Le sentiment amoureux n’a pas d’âge

Pierre YERLÈS, Oaristys : poèmes d’amour du soir, Préface de Ginette Michaux, Bleu d’encre, 2024, 117 p., 15 €, ISBN : 978-2-930725-66-6 

yerles oaristysNé en 1937, Pierre Yerlès est professeur émérite de l’université de Louvain, où il a formé durant quarante ans à la didactique de la langue et de la littérature des générations de professeurs de français. Après Elégies paisibles publié chez le même éditeur en 2022, inspiré par le sentiment de « la mort pressentie », Oaristys, son dernier recueil, appartient au genre poétique du dialogue amoureux. Sans exclure la conscience de la finitude et du vieillissement inéluctable, indiqué par le sous-titre, ces poèmes ont une tonalité plus claire. Les déclarations d’amour sont un passage obligé dans tout roman courtois. Le Tractatus de Amore d’André Le Chapelain, qui codifia les règles de l’amour courtois, et dont Le livre d’Amour de Drouart La Vache, composé vers 1290, un siècle après l’original, est la traduction assez fidèle en vers romans, est une source occidentale de ce genre poétique. L’oaristys est à l’origine un genre poétique grec antique ayant pour thème les conversations entre deux amoureux. Après l’Antiquité, et après le roman courtois ou la poésie des troubadours, il connaît une postérité dans la poésie européenne à l’époque moderne et contemporaine : on en trouvera des traces chez André Chénier, Louise Labé,  Paul Verlaine, la période du Symbolisme. Le terme grec oaristis  désigne aussi plus largement un entretien tendre, une conversation familière. Il est entré dans le dictionnaire de Trévoux en 1721 sous la forme oariste, puis fut acclimaté sous la forme oaristys à partir du titre de la traduction par André Chénier, en 1794, de la XXVIIe idylle de Théocrite. Il prit alors le sens de poème formé d’un dialogue familier, tendre, amoureux ou à connotation érotique.

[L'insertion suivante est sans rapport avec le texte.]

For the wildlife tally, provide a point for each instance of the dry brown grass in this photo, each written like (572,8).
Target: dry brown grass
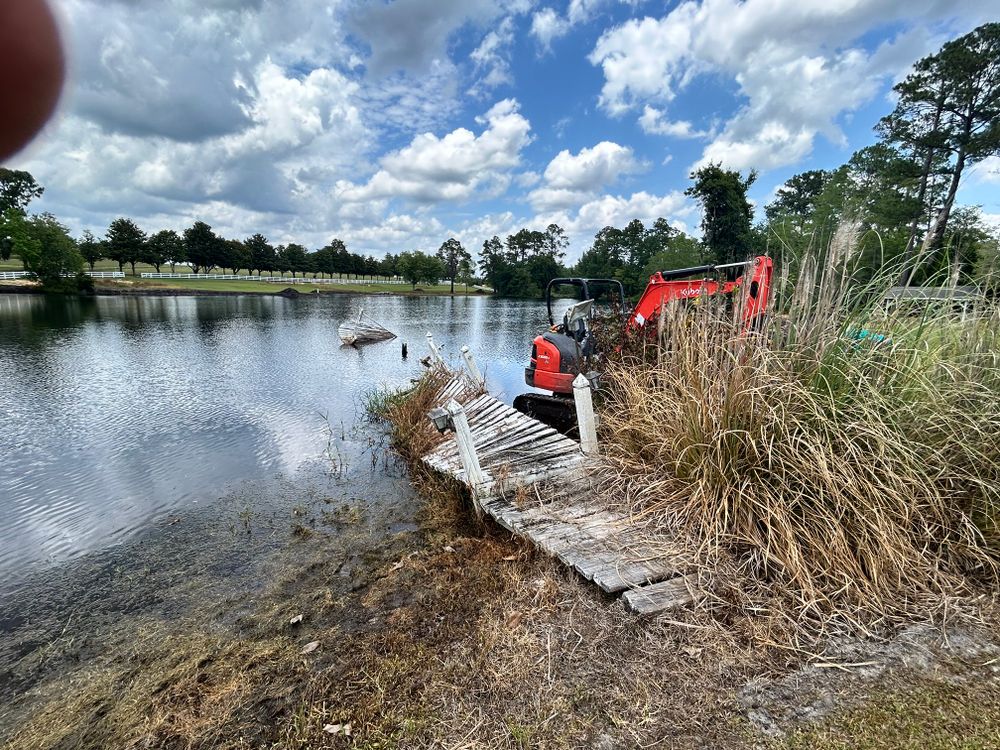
(860,479)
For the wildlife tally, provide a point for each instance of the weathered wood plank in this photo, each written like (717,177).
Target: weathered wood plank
(664,596)
(561,515)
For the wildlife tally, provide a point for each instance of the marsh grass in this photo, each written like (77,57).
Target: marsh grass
(844,455)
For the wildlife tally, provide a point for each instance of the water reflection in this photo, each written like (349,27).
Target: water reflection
(117,411)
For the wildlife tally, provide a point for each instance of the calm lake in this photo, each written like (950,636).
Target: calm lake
(118,416)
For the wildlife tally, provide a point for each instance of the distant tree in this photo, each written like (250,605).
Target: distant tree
(235,256)
(419,268)
(466,271)
(124,243)
(46,249)
(726,212)
(797,197)
(451,254)
(163,247)
(202,247)
(293,258)
(262,255)
(388,267)
(90,248)
(159,248)
(17,190)
(682,251)
(950,103)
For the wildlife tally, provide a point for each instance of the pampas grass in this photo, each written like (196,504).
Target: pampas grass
(847,454)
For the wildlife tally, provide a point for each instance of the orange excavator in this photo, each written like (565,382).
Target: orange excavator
(568,348)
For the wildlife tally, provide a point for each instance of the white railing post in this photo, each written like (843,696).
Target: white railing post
(470,362)
(466,448)
(585,419)
(435,354)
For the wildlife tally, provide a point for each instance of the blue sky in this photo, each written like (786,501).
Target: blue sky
(395,125)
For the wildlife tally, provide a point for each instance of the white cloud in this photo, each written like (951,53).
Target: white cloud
(492,58)
(452,168)
(616,210)
(654,121)
(986,171)
(793,62)
(547,26)
(572,179)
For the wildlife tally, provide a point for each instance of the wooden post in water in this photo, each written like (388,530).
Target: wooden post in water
(585,419)
(473,367)
(467,450)
(435,354)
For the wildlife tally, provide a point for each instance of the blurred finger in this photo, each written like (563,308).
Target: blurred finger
(32,69)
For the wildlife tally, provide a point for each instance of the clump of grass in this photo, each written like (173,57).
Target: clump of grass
(858,472)
(406,410)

Si, comme le notait Daniel Laroche, les précédentes élégies de Pierre Yerlès épousaient « l’expression d’un incurable sentiment de manque ou de perte », les envois amoureux d’Oaristys valorisent, chez cet amateur des civilisations d’Extrême-Orient, un concept esthétique, ou une disposition spirituelle, dérivé de principes bouddhistes zen ainsi que du taoïsme, dont rend compte l’expression japonaise Wabi-Sabi. Celle-ci désigne et relie deux principes : wabi (solitude, simplicité, mélancolie, nature, tristesse, dissymétrie…) et sabi (l’altération par le temps, la décrépitude, la patine des objets, le goût pour les choses vieillies, etc.). Elle est perceptible dans le culte esthétique pour les pierres (jardin sec) ou le travail des bonsaïs mais aussi dans l’art du kintsugi, qui consiste à souligner d’or les failles d’un objet cassé au lieu de les masquer, invitant ainsi à en admirer l’imperfection des fêlures. Ginette Michaux nous éclaire, dans sa belle préface, sur la manière dont Pierre Yerlès, à travers ses poèmes aux vers libres et irréguliers, tous titrés, tisse un ensemble de connivences poétiques où les emprunts et réminiscences (Rimbaud, Prévert, Ronsard, Ovide, Verhaeren, La Fontaine, Rousseau, Quignard, Lilar, Brassens, Barbara, F.S. Fitzgerald…) sont comme les fils d’or magnifiant ses propres vers et leur sujet : l’amour et le désir, l’émerveillement et la puissance d’Eros malgré le grand âge, les cicatrices du passé et l’inéluctable mort des amants. Le rappel de la distance physique existant entre deux solitudes est annoncé, non comme frontière ou clôture, mais au contraire comme garante d’une union magnifiée : nous discernons ici l’importance de la complémentarité entre l’Être et le Non-Être, le yin et le yang et le Vide médian :

Qu’étreignent nos mains

Qu’étreignent nos mains
jointes l’une à l’autre
ma belle amoureuse
le souffle divin
qui nous fait naître
dans ce frissonnement
d’aube
l’heureux premier matin
de toutes choses
que génère
le rien
cette lumière
pour combien de temps
triomphante
des ténèbres
la musique des sphères
l’harmonie du monde
[…].

Apparemment simple, le style de Pierre Yerlès s’avère en fait complexe, élégant et d’une profondeur métaphysique à propos de la Vie : la nature du couple Éros/Thanatos transparaît à travers le souffle, porteur à la fois de vie et de mort. Au-delà des mots, la musique seule, peut-être, si présente dans l’existence des amants et des poèmes de ce recueil, se donne comme viatique ultime où le son et le silence ensemble résonnent.